The European distressed market steadily picked up in 2022, a function of energy price rises, supply chain disruption, interest rate rises and inflationary pressures. Distress was mitigated by the prevalence of covenant lite/covenant-loose debt documentation and many companies having refinanced their existing debt in 2021, pushing out maturity walls to 2025 and beyond.

Throughout 2022, the Part 26A restructuring plan (the Plan) and schemes of arrangements have continued to be popular tools for restructurings in Europe. The “cross-class cram-down” has remained an attractive feature of the Plan. It has been used in two out of four Plans sanctioned in 2022 (ED&F Man and Houst). 2022 also saw the first use of the “cram-out mechanism” in Smile Telecoms, where the Plan company petitioned the court to exclude out-of-the-money stakeholders from voting on the Plan. In Houst, the court departed from the statutory order of priority under the relevant alternative for the first time, illustrating a key difference between the Plan and US Chapter 11 proceedings.

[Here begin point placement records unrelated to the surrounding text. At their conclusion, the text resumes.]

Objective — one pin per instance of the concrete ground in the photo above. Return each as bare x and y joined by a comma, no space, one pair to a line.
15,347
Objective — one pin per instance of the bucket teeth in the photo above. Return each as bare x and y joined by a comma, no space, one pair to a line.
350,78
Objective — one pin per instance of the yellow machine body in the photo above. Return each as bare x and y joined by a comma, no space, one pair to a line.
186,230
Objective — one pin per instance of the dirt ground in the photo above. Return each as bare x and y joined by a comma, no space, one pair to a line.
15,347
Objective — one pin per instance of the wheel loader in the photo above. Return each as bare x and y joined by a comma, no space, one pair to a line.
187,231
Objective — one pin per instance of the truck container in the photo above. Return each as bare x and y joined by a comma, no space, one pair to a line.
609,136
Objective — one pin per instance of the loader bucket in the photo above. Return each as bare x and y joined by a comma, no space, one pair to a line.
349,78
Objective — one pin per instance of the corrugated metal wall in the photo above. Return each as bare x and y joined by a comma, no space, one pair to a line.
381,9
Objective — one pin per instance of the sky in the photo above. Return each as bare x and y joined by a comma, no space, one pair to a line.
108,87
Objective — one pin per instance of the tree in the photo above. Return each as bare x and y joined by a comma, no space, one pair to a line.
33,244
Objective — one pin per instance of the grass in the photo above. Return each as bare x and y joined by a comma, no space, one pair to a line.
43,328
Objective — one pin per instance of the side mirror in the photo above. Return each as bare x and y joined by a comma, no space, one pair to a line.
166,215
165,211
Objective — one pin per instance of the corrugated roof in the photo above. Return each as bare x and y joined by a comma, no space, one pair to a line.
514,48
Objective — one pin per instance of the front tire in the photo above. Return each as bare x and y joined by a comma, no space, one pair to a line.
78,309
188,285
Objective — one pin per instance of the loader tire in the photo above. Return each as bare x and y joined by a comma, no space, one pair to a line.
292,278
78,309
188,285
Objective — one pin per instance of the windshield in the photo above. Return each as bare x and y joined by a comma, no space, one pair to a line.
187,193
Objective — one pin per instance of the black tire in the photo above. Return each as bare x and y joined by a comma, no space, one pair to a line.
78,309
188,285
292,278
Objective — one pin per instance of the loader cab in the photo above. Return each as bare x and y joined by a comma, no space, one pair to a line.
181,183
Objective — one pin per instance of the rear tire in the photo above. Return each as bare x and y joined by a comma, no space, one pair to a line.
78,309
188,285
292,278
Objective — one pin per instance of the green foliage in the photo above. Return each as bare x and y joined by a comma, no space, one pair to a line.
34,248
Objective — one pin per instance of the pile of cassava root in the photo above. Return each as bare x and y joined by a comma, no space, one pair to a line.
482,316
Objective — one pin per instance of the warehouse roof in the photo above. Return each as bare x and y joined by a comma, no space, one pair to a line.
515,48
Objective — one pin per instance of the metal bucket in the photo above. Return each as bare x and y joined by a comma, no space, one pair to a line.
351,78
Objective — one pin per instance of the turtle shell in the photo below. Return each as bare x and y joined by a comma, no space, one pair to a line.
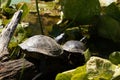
74,46
43,45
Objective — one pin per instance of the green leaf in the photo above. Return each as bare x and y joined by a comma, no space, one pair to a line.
115,57
23,6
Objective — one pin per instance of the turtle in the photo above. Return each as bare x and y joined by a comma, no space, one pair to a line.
44,50
74,49
41,44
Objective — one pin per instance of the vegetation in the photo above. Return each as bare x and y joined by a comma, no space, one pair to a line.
100,24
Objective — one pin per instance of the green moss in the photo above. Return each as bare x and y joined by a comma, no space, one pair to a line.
81,11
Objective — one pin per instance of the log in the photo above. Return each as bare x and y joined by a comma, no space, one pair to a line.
12,70
7,33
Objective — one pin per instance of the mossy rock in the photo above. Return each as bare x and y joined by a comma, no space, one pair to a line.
81,11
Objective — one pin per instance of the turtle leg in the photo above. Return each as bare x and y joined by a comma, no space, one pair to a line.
42,68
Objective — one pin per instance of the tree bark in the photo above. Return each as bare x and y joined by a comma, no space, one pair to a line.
7,33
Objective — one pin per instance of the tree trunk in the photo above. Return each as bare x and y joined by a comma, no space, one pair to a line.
7,33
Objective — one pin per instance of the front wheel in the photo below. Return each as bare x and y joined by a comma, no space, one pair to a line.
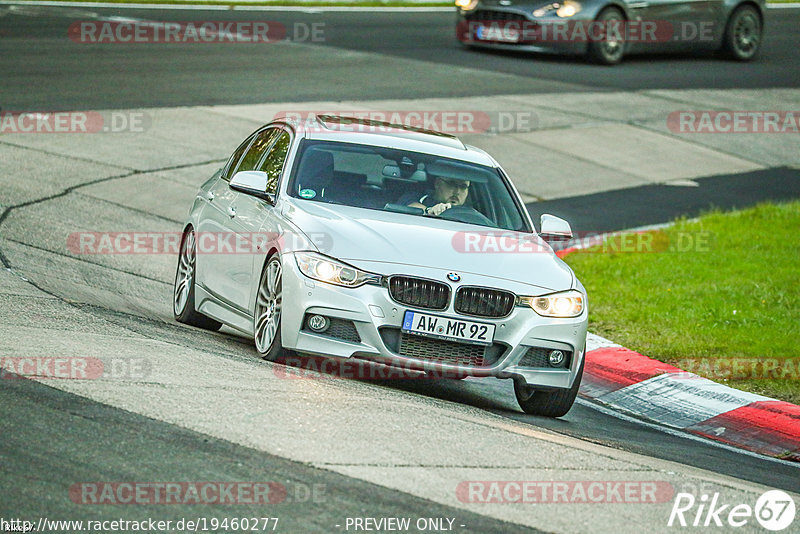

Meanwhile, during 2022, we saw stressed European companies seeking to use more bespoke refinancing techniques to address financial needs, including more aggressive forms of liability management. For instance, Keter reportedly considered carrying out an amend-to-extend through an “exit consent” in October 2022. This was the first prominent example in recent history of a company proposing an uptiering transaction under English law governed documents. Although the proposal was subsequently dropped, it illustrates the attraction of exit consents and uptiering transactions for sponsors and companies versus the more well-established paths of schemes of arrangements and Plans.

The levels of activity in the bank financing market in Q3 of 2022 were low in comparison to the equivalent period in 2021. As the market shifted to direct lending providers, we have seen an increase in attempts by direct lenders to rein in some of the more aggressive features in sponsor-friendly credit documentation precedents that had previously been syndicated. As sponsors generally remained determined to retain their precedent positions (reflective of the height of the market in 2021), the tightening of documentation has largely been implemented by way of side letters rather than updates to the credit agreements. Therefore, the documents currently in the market will very often not be reflective of lender protections that are documented elsewhere.

Looking ahead, pressures on businesses are likely to continue in 2023. In a landmark decision in 2022, the UK Supreme Court provided welcome guidance for directors in Sequana on their duty to consider the interests of creditors, which will be of paramount importance as we head into a difficult trading environment in 2023.